In [6]:
from theano import tensor as T
from theano import function

import numpy as np

### known_grads

`known_grads` is a dictionary that specifies the gradient of the cost wrt to some variables, instead of the ones automatically derived from the cost. For instance, 

In [15]:
x = T.vector('x')
y = x ** 3 + x ** 2
z = 6 * y + x

# normal gradient
g1 = T.grad(z.mean(), x)

# dz/dx = dz/dy * dy/dx + d(x)/dx = (2 * x) * (3 * (x ** 2) + 2 * x)
g2 = T.grad(z.mean(), x, known_grads={y : 2 * x})

f1 = function([x], [y, z, g1])
f2 = function([x], [y, z, g2])

In [14]:
x_val = np.arange(2, dtype='float32')
print f1(x_val)
print f2(x_val)

[array([ 0.,  2.], dtype=float32), array([  0.,  13.], dtype=float32), array([  0.5,  15.5], dtype=float32)]
[array([ 0.,  2.], dtype=float32), array([  0.,  13.], dtype=float32), array([ 0.,  2.], dtype=float32)]

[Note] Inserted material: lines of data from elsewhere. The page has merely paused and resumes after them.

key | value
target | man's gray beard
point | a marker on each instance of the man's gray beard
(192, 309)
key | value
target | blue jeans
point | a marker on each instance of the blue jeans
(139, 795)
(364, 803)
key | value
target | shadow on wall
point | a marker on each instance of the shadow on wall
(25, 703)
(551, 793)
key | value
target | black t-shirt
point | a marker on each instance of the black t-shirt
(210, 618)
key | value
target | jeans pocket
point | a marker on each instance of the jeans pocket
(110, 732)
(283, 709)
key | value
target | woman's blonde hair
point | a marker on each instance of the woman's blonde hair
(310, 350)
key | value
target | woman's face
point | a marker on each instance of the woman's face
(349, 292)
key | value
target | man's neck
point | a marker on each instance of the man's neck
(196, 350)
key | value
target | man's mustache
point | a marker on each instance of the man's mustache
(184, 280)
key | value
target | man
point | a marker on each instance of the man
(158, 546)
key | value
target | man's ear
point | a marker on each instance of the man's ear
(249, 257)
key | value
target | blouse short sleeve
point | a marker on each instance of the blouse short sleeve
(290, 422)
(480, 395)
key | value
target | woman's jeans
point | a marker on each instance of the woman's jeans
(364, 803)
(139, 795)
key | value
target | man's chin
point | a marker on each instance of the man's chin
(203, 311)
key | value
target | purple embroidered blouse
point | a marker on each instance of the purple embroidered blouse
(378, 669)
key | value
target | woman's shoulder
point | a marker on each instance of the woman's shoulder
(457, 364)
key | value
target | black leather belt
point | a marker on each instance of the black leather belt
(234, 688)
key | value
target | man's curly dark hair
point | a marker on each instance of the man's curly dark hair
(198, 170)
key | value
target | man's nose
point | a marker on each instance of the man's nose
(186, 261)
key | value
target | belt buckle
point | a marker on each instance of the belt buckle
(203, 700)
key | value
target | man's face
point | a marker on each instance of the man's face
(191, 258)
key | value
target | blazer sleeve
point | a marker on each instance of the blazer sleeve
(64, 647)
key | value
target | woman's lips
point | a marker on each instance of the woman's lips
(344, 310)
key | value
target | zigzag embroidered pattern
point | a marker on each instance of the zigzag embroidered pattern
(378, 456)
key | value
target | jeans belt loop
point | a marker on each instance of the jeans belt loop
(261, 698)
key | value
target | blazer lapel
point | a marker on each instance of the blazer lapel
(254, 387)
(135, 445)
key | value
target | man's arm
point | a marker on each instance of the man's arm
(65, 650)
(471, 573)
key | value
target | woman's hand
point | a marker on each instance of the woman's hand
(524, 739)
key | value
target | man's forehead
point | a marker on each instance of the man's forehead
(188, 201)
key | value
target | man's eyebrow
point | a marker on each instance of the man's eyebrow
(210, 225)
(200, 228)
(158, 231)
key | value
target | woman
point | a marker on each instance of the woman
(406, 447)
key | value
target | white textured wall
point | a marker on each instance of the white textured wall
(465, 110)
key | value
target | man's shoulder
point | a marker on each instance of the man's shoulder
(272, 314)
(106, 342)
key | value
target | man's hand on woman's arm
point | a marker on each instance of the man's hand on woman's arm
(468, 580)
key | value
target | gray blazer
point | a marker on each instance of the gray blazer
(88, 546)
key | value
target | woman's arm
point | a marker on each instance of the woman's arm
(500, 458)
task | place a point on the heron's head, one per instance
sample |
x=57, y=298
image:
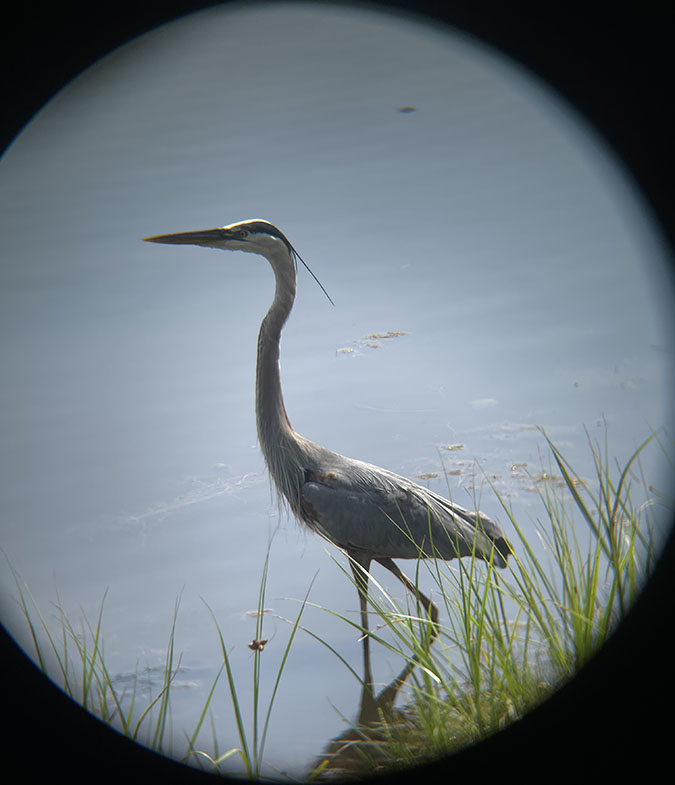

"known_grads" specifies expressions to use for the gradient of the cost 
wrt some variables, instead of the ones automatically derived from the 
cost. 

For instance, "known_grads={a: 2*x}" means that, during the 
backpropagation, we will consider the gradient wrt a, say dC/da to be 
2*x, instead of the expression derived from the provided cost y.sum(), 
or d(y.sum())/da. 

In that particular case, without known_grads, we would have: 
d(y.sum())/da = 6 * ones_like(a) 
d(y.sum())/dx = ones_like(x) + d(y.sum())/da da/dx 
              = 1 + 6 * (3 * x**2 + 2 * x) 

evaluated at [1, 2], it would give [31, 97]. 

Now, if you replace d(y.sum())/da by 2*x, the last formula becomes: 

dC/dx = ones_like(x) + 2*x da/dx 
      = 1 + 2*x * (3 * x**2 + 2 * x) 

If you evaluate that at [1, 2], it gives [11, 65].